All companies can fund their operations through either debt or equity. By selling equity, the owner gives a percentage of ownership on the company to the buyer.
Let’s assume that from 100% of a company, we sell 10%. The owner of 10% has the right to get 10% of the profits. If let’s say we’ve sold the 51% of the company, then the buyer also controls the company. The equity investor, because of his bigger risk, is entitled to be the first who will collect liquidated assets of the company, if the company files bankruptcy, equal to his total investment. This type of ownership is called common stock or common equity. Investopedia defines common stock as…
Common stock represents shares of ownership in a corporation and the type of stock in which most people invest. When people talk about stocks they are usually referring to common stock. In fact, the great majority of stock is issued is in this form. Common shares represent a claim on profits (dividends) and confer voting rights. Investors most often get one vote per share-owned to elect board members who oversee the major decisions made by management. Stockholders thus have the ability to exercise control over corporate policy and management issues compared to preferred shareholders.Common stock tends to outperform bonds and preferred shares. It is also the type of stock that provides the biggest potential for long-term gains. If a company does well, the value of a common stock can go up. But keep in mind, if the company does poorly, the stock’s value will also go down.
The other, a much smaller proportion of the market, type of equity is calls preferred stock or preferred equity. Preferred stockholders are been paid after the loan holders and before the common stock holders. Investopedia, on the other hand, writes about preferred equity…
A main difference from common stock is that preferreds come with no voting rights. So when it comes time for a company to elect a board of directors or vote on any form of corporate policy, preferred shareholders have no voice in the future of the company. In fact, preferred stock functions similarly to bonds since with preferred shares, investors are usually guaranteed a fixed dividend in perpetuity. The dividend yield of a preferred stock is calculated as the dollar amount of a dividend divided by the price of the stock. This is often based on the par value before a preferred stock is offered. It’s commonly calculated as a percentage of the current market price after it begins trading. This is different from common stock which has variable dividends that are declared by the board of directors and never guaranteed. In fact, many companies do not pay out dividends to common stock at all. Like bonds, preferred shares also have a par value which is affected by interest rates. When interest rates rise, the value of the preferred stock declines, and vice versa.
Raising money through debt is a different story.
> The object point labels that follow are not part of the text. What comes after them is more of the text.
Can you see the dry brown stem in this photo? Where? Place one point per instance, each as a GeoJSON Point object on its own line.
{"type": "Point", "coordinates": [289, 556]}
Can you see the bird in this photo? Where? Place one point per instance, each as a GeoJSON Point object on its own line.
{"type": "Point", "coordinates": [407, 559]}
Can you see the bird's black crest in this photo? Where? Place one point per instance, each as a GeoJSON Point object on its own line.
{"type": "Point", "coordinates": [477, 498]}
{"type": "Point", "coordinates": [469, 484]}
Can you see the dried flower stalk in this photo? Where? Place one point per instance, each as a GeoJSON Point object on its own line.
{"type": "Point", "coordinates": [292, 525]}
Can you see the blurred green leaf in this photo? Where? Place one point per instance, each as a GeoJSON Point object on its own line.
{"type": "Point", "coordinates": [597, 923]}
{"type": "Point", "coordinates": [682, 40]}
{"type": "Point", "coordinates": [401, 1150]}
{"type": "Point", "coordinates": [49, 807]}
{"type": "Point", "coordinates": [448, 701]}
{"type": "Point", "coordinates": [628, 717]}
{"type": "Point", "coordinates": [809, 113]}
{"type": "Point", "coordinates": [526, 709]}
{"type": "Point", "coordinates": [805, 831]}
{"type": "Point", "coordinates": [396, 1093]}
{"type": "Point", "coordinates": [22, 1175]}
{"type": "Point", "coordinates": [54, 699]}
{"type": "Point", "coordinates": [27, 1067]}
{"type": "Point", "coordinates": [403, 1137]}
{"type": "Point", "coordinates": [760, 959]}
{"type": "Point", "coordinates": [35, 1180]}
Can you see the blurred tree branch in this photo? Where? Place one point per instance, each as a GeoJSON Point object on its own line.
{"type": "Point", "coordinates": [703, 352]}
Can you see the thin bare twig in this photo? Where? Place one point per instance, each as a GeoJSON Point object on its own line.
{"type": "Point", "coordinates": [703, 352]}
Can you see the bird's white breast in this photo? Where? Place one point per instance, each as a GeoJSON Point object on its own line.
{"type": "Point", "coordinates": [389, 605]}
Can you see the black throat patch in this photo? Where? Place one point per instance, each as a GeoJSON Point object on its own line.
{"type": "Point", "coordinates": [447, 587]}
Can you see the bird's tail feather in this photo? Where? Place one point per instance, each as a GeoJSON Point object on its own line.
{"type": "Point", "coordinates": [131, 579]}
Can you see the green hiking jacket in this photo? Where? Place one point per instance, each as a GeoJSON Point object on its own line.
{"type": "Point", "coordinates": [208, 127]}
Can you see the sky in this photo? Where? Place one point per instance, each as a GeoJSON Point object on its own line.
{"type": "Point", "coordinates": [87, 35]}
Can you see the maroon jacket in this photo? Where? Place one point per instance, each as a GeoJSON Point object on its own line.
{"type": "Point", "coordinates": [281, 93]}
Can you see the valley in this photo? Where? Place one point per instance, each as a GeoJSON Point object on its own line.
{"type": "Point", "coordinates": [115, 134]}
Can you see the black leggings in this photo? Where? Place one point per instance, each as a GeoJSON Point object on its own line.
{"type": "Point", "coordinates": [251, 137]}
In that case, a simple example will be that we took $1000 from an investor, and we promised to pay back the $1000 with, let’s say, a 10% interest per year in a time-space of 5 years. Debt is a less risky investment, from the investor’s point of view, that equity. Of course, less risk comes hand in hand with less return. A loan comes in many ‘flavors’. A mortgage is a loan that is securitized by a house. A bond is a loan with a specified maturity date. Companies often sell company bonds to finance their operations.
Before an IPO, all the financing activities are held in private. When a private company is ready to sell stocks to the public and to be listed in an exchange, then it goes through a process called IPO or Initial Public Offering. From this point on all the accounting and financial information will be available in public.
The company needs to decide the percentage of the equity that would like to have available to the public. After that decision, the CEO (Chief Executive Officer) and the CFO (Chief Financial Officer) of the company meet with an investment bank, and they will try to ‘sell’ their company. The law and finance team of both sides will then create and file the so-called S1 file (also known as Prospectus). The whole process takes about 12 months.
This file will talk about the risk, opportunities but also all the financial statements of the company that wants to go public. Six mentions…
The principal disclosure items are:
– Risk factors
– Business description
– Information on the supervisory body, the executive management and the auditors
– Financial information
– Capital structure, shares, voting and other shareholder rights
– Overview of capitalisation and indebtedness
– Dividend policy
– Principal past, current and future investments
– Principal shareholders
The investment bank will then decide if it wants to invest in the company and how much will pay per share. This S1 file will be available to the public long before the IPO for the investors to study and make decisions on it.
On the 1st of February 2012, Facebook filed its own S1 file. In this particular S1, the United States Securities and Exchange Commission (SEC) and the Federal Communications Commission (FCC) commented heavily on the file to protect the initial public investors.